Chakrabarty during his address spoke of his multiple interactions with Bhattacharya, with whom he shared a six-decade association.

Among the final ones was an email in December 2017, in which Bhattacharya informed Chakrabarty about his ailment, and an upcoming assignment.

“The news is that I am a cancer patient now.... At age 80, most people know they have a small number of years ahead. I know that more certainly. Most people don’t know how they would depart the world. I do. That is a positive thought. I will send you a very pedestrian article for a symposium I am performing with Romila (Thapar) and Irfan (Habib) next week. Soldiering on is an obvious but necessary destiny,” Bhattacharya had written.

He was speaking about being part of a panel with Thapar and Habib at the 78th Indian History Congress at Jadavpur University the same month.

“As far as I can understand they (the Union government) want the Mughal empire to be read out of Indian history,” Habib had said on the sidelines of the conference.

While reading Bhattacharya’s message on Monday, Chakrabarty harped on the words “soldiering on”.

“Soldiering on, literally…. It is very poignant. From what we are reading in newspapers… it was a refusal to bow his head, not only in front of communal powers but also cancer,” Chakrabarty told the audience.

Later, while speaking to journalists, he said: “Sabyasachida is no more. Both Irfan and Romila have been targeted.… They want to uphold certain values through historical awareness… align with the marginalised and the suppressed and speak against the ruling class. Most importantly, uphold secularism and fight to uphold India’s secular history.”

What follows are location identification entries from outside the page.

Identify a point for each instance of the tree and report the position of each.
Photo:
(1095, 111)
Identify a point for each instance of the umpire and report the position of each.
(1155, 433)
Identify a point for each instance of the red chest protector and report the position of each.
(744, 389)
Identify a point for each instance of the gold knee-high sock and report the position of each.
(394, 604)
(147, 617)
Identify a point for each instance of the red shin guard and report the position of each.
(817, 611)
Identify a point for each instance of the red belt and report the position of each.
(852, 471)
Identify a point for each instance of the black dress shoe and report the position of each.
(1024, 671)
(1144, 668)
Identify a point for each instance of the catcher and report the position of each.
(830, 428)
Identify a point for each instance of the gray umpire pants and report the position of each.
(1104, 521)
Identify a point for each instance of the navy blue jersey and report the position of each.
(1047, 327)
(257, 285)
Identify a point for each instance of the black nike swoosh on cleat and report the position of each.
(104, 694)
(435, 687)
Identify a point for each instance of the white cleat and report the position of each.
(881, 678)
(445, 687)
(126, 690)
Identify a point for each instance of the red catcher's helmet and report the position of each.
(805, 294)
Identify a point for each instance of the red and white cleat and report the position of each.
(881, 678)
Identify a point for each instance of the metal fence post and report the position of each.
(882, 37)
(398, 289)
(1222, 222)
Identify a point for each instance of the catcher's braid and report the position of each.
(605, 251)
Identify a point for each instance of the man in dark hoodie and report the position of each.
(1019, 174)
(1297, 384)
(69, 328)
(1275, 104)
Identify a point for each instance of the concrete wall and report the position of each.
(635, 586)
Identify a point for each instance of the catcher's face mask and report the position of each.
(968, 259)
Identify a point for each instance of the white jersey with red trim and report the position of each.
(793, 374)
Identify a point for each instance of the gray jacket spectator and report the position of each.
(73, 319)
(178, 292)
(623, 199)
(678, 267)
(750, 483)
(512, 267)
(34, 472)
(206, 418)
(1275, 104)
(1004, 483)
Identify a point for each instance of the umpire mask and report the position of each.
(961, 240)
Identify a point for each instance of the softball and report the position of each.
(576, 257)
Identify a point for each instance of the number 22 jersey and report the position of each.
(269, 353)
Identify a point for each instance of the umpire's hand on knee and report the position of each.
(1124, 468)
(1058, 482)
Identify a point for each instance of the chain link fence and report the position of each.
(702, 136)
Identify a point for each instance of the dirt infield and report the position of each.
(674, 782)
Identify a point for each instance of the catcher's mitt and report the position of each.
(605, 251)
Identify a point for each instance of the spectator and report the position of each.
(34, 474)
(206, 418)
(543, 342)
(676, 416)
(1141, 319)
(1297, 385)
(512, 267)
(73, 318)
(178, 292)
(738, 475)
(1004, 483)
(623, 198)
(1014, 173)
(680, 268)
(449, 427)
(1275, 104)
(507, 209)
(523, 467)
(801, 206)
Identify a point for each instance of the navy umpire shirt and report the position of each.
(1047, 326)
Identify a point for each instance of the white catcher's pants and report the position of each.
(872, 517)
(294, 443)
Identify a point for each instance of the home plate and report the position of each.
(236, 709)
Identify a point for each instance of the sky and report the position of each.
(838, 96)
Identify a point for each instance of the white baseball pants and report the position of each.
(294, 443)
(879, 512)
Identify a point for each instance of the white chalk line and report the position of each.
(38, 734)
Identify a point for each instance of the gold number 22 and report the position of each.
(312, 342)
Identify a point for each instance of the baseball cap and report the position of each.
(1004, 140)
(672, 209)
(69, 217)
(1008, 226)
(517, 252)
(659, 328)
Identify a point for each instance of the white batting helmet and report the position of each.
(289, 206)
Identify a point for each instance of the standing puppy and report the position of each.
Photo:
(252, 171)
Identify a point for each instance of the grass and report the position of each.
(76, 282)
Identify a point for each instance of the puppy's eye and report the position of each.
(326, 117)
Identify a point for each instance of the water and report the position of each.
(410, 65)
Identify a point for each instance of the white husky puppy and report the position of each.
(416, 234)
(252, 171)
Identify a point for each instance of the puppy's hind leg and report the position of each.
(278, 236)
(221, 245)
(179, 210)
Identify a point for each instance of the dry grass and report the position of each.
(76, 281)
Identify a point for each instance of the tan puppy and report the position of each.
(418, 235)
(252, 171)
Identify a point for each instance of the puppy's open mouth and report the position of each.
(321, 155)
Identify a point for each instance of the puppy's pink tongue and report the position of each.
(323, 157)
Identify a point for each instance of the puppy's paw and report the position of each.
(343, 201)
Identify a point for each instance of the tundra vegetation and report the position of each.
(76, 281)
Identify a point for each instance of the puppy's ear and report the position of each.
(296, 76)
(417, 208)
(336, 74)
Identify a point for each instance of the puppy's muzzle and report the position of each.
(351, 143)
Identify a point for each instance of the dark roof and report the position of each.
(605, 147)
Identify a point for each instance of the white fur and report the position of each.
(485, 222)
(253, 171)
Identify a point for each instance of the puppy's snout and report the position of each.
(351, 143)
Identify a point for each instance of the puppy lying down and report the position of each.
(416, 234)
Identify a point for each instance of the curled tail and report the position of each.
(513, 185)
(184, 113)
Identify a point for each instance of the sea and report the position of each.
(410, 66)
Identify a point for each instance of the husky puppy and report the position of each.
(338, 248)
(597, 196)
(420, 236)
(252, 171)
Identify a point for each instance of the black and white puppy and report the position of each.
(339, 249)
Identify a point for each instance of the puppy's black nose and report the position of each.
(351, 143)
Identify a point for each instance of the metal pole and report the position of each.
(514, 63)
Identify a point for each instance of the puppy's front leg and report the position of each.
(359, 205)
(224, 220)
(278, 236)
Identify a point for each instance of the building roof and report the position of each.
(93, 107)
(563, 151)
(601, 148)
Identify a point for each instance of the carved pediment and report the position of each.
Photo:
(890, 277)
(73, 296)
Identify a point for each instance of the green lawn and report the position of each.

Chakrabarty — who did BSc (physics honours) at Presidency College, a postgraduate diploma course in management at the Indian Institute of Management, Calcutta, and PhD (history) at Australian National University — also took questions on bangaliana (being a Bengali) and the “threat perception surrounding it” under the new citizenship thrust.

“The project of bangaliana should not be marred by narrow provincialism. Bangaliana should be something that would make people of other provinces aspire to become a Bengali. Like there was a time when people learnt Bengali to read Rabindranath Tagore. Bangaliana is going through a crisis.… There is a threat from an aggressive brand of north-Indian nationalism. The Bengali project has to be inclusive, not exclusive,” Chakrabarty said.

He was blunt on the citizenship thrust: “All I can say is I don’t like it. A majority of the population is undocumented. These people will be harassed. If people without documents are listed as ‘doubtful citizens’ — I don’t know if that will happen — that leads to fear…. Our bureaucracy is a very blunt instrument. What about bribery? Even if the government says ‘we don’t take bribes’, are we going to believe that? Corruption is always anti-poor.”